Media sales and legal marketers work hand in glove to encourage a culture of all blame and no responsibility – such that Daytime TV is nowadays a cavalcade of ‘no award, no fee’ mendacity masquerading as some kind of social service: “Have you driven your car pissed witless into a tree? We can help you sue the Council that put the tree there. No award, no fee, no tree”. And a week after the court case, along comes the sign writer to attach ‘Warning: tree present’ on that Oak dating back to 1635.

The obvious anti-social and culturally corrosive nature of this sort of advertising is one thing the overwhelming majority of citizens would like to see stopped tomorrow. Is it on the Parliamentary agenda? It is not. Why not? Because a disturbing proportion of MPs are lawyers. Compared to their incidence in the population, lawyers were 343% over-represented in the last New Labour controlled House of Commons; at Cabinet level, they were 3800% over-represented.

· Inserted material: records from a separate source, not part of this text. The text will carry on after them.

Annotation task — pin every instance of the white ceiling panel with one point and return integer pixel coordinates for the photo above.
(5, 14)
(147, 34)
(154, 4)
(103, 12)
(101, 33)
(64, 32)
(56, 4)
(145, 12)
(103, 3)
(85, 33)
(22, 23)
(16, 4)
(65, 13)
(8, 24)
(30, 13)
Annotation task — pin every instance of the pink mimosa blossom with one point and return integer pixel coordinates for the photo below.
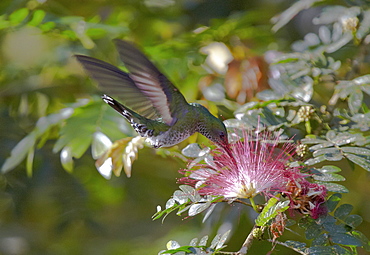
(253, 165)
(258, 164)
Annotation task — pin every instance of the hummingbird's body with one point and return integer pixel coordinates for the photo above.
(151, 103)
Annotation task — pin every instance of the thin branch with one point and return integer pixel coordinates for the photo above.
(248, 242)
(290, 247)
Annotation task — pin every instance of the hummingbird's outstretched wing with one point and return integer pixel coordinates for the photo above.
(118, 83)
(164, 96)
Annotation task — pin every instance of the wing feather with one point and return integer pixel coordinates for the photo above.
(113, 81)
(165, 97)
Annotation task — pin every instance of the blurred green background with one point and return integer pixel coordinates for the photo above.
(53, 211)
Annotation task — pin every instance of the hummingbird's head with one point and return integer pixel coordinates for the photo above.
(217, 133)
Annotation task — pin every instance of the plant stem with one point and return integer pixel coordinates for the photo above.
(248, 242)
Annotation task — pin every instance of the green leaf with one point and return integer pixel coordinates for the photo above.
(79, 129)
(343, 211)
(331, 154)
(329, 169)
(18, 16)
(363, 239)
(356, 150)
(320, 250)
(333, 201)
(37, 18)
(19, 152)
(334, 187)
(191, 193)
(364, 163)
(353, 220)
(313, 161)
(198, 208)
(47, 26)
(323, 144)
(66, 159)
(329, 177)
(271, 210)
(330, 135)
(355, 101)
(295, 244)
(96, 33)
(345, 239)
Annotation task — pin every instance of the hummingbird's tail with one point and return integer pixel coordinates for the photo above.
(130, 115)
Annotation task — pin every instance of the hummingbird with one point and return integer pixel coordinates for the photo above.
(153, 106)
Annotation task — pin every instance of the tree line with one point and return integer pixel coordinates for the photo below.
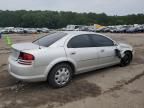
(55, 19)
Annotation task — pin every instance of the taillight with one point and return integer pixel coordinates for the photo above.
(25, 58)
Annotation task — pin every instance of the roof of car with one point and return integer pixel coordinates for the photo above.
(78, 32)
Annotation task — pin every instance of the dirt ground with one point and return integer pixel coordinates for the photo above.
(113, 87)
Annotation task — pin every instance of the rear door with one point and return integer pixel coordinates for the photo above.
(80, 49)
(106, 49)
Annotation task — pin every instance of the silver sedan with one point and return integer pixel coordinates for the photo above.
(58, 56)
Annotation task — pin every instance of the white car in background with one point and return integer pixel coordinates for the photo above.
(59, 56)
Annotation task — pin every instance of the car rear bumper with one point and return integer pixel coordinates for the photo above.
(26, 72)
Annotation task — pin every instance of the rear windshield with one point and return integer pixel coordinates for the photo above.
(48, 40)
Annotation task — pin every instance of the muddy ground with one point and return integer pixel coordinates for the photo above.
(113, 87)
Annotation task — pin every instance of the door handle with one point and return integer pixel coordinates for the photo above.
(73, 53)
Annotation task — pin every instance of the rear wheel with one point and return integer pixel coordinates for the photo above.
(60, 75)
(126, 60)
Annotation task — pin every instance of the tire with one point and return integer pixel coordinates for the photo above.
(126, 60)
(60, 75)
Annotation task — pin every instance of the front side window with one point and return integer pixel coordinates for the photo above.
(100, 41)
(80, 41)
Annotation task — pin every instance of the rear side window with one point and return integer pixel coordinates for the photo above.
(48, 40)
(100, 41)
(80, 41)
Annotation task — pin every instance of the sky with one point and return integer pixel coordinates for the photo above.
(110, 7)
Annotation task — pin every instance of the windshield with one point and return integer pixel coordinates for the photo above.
(48, 40)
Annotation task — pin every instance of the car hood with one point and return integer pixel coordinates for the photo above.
(25, 46)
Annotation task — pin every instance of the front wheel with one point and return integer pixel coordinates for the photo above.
(60, 75)
(126, 60)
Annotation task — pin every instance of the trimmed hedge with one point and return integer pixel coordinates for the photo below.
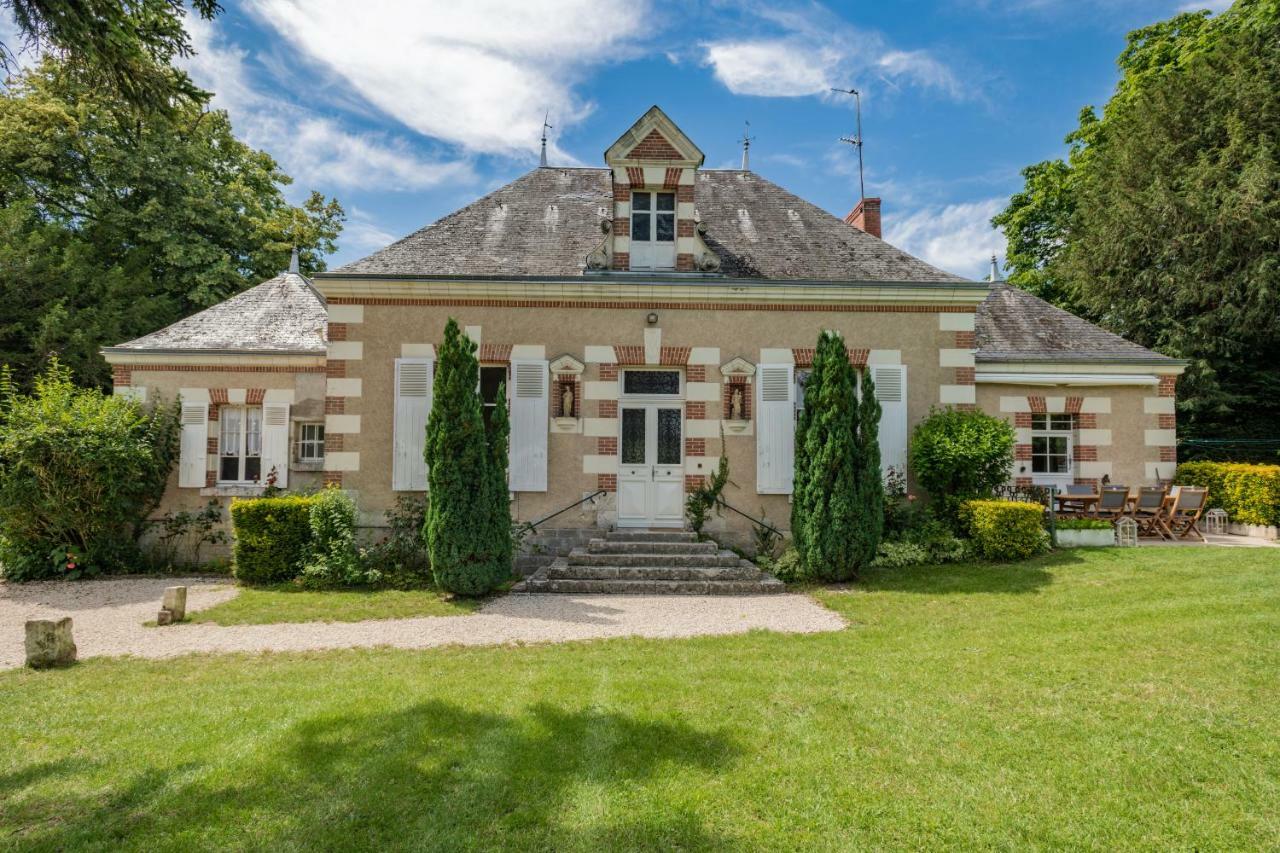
(272, 537)
(1249, 493)
(1005, 529)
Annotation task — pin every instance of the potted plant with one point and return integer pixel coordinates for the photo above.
(1084, 533)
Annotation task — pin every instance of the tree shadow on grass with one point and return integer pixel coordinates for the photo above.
(970, 578)
(430, 775)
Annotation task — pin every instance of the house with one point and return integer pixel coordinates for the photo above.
(645, 318)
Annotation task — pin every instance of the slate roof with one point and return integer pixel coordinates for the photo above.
(1014, 325)
(283, 314)
(547, 222)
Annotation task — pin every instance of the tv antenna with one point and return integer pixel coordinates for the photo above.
(856, 141)
(542, 160)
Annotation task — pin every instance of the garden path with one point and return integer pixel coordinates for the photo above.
(109, 619)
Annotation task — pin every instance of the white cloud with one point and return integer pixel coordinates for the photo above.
(478, 73)
(956, 237)
(816, 53)
(311, 147)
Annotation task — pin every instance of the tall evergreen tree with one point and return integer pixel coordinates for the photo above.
(460, 527)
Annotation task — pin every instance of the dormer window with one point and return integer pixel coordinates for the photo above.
(653, 229)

There are more lawyers per capita in the UK now than at any time in history: there is one lawyer per 401 people in Britain, and one per 265 people in the US. That puts Britain 4th in the global league table. The US has 50% of all the lawyers in the world, and Britain has 17 times as many lawyers per capita as Japan. Japan suffers 1.3 robberies per 100,ooo – while the figure for England and Wales is 1.03 ….but 8.7 for the United States. Obviously, it isn’t the lawyer’s job to catch criminals; what I’m pointing out is an inverse correlation between the new lawyers coming through, and the amount of crime going on. Ergo sum, lawyers are not generally engaged in prosecuting those preying on society. On the whole, they encourage the growth of ambulance chasers preying on both economy and State.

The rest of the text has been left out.